As usual, this new law was met with animosity. MLB pulled the game, but there was some consideration of a boycott prior. Naturally, this move has also been met with animosity.
Fittingly, Governor Brian Kemp, who signed the bill, voiced his opposition to MLB’s decision. “Today, Major League Baseball caved to fear, political opportunism, and liberal lies… I will not back down. Georgians will not be bullied. We will continue to stand up for secure, accessible, fair elections,” he said in a statement.
Former President Donald Trump led the outrage as well. He noted the loss of baseball fans recently. He said, “Boycott baseball and all of the woke companies that are interfering with free and fair elections. Are you listening Coke, Delta and all?” Coke and Delta are pulling business in response to the new law, as well.
It should be noted that this bill, as with most everything, is not black and white. It’s not an unequivocally bad law. Additionally, it isn’t unequivocally good, either. Backlash is often given by one side and praise by the other. This is no different. The bill does have both good parts and bad parts, though.
WABE, an NPR affiliate, said that one key change seems to be purely retribution. David Becker, a member of the bipartisan Center for Election Innovation and Research, called it “bad policy”.
Becker said, “There is nothing that helps elections in doing that, but it appears to be some kind of petty retribution against perceived disloyalty because he just did his job as well as he could and counted the votes as transparently as he did.”
Food and water
One of the points of contention is the misdemeanor charge for giving food or water to those waiting in lines. The bill prohibits “the giving of any money or gifts, including, but not limited to, food and drink, to an elector…within 25 feet of any voter standing in line to vote at any polling place.” Voting rights activists consider this harmful to large counties.
It affects these counties because people will have to wait longer in lines than others. There doesn’t appear to be any valid reason for this, other than limiting campaigning. It seems quite unlikely that someone would change their vote based on who gave them water.
One positive, and Republicans seems to be pointing to this the most, is the expansion of early voting days. This includes adding some weekends to open up options for working people who can’t do it during the week. This is a good thing. However, it limits ballot boxes and poses restrictions on mail-in voting. This may limit the amount of voters overall.

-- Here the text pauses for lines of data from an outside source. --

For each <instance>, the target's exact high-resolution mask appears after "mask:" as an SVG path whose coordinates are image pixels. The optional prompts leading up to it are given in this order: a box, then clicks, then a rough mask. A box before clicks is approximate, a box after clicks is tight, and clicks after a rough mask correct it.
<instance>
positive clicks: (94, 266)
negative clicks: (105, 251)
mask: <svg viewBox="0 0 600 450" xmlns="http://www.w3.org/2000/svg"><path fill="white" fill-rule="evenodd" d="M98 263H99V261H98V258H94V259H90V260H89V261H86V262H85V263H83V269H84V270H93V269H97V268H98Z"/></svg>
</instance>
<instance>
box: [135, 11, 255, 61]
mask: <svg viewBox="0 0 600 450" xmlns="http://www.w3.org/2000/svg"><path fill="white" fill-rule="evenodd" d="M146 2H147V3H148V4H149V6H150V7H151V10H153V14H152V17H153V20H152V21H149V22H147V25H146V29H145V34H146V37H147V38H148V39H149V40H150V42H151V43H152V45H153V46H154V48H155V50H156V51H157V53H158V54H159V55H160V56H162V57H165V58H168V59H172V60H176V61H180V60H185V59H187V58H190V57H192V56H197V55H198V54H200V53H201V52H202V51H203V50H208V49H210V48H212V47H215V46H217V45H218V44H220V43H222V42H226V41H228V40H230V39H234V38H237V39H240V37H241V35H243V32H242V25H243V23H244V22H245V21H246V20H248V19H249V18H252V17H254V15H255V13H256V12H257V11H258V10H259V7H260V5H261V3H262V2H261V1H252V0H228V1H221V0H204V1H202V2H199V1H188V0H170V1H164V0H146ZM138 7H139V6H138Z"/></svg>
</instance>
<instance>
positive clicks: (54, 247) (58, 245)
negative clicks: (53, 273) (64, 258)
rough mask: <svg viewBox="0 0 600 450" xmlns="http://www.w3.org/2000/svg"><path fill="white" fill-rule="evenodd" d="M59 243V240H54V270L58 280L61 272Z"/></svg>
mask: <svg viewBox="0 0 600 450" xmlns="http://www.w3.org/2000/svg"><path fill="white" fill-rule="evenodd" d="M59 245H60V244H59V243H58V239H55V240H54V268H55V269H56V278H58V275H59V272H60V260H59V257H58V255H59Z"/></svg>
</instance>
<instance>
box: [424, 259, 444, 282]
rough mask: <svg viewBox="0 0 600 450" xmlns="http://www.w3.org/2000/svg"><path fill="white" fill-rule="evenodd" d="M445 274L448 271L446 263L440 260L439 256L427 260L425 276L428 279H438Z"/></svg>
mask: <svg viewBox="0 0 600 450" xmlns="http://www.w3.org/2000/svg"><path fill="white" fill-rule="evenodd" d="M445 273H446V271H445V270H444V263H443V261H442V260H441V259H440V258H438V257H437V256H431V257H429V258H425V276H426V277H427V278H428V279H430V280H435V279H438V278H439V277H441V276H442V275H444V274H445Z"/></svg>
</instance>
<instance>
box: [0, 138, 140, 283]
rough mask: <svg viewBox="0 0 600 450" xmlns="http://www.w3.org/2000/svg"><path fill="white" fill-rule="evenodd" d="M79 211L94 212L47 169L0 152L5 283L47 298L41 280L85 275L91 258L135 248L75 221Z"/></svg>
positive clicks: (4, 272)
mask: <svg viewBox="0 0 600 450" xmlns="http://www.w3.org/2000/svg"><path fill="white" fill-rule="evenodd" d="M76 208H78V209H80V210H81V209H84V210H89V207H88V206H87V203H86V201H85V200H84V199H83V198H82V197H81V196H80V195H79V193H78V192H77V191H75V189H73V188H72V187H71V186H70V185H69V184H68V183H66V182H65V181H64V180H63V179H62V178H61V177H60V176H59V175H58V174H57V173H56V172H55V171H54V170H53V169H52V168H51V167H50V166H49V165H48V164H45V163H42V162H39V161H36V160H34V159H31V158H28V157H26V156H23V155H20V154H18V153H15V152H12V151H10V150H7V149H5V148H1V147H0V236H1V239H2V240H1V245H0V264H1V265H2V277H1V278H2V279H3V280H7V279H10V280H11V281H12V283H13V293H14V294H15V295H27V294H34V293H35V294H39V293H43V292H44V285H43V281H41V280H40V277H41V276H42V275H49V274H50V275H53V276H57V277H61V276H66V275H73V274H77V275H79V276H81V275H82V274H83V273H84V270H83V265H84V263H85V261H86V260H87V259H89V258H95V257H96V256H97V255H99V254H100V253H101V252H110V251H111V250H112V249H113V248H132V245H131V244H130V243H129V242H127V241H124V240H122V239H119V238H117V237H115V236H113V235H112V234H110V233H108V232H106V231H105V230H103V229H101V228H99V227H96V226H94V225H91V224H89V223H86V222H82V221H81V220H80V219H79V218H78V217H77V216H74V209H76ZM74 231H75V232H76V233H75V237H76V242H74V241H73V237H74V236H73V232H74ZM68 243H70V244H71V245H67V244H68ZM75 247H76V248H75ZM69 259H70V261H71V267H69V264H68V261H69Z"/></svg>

Why they wanted to do this is really anyone’s guess. This guess is purely speculation. Nonetheless, it seems that after Georgia was instrumental in Joe Biden’s victory and in Democrats controlling the Senate, Republicans want changes.
Republicans often cite election security as the main proponent for the bill. However, it was independently certified which gives little to no reason to introduce sweeping voting legislation changes.
Evidently, MLB agrees with that idea, as do lots of companies.
The Choice MLB Made
MLB made a choice. They have their principles and values and they’re sticking to them. Anything less would seem hypocritical. That’s the primary reason that it was the right choice. I believe if they moved the game in response to a value shared with the other side, it would have been the right choice for them.
I believe it was the right choice in general, too. Voting is something that should be accessible to as many people as possible. Instead, it seems Georgia is intent on limiting that. MLB fundamentally disagrees with that principle. Therefore, they moved the game. That was the logical choice.
MLB’s decision opens them up to heavy criticism and possible retribution. Republicans have already began looking at how they might be able to hit back. Mitch McConnell warned MLB not to get involved in partisan politics.
Companies have been increasingly socially aware as of late. Most major sports leagues have spoken out in support of Black Lives Matter and against anti-Asian hate. Corporations are taking their corporate social responsibility more seriously now.
Getting involved in these issues may end up hurting MLB. I’m willing to bet they’re ready to take that and keep standing on their principles. Moving the MLB All-Star game is the first real test of this. This is significant because it could signify a seismic shift in how corporations and companies deal with politics.
The days are long gone when sports and companies stayed out of any current events. Moving the All-Star game may just be the most high-profile example to date. However, more is certain to come. The bar is definitely moving.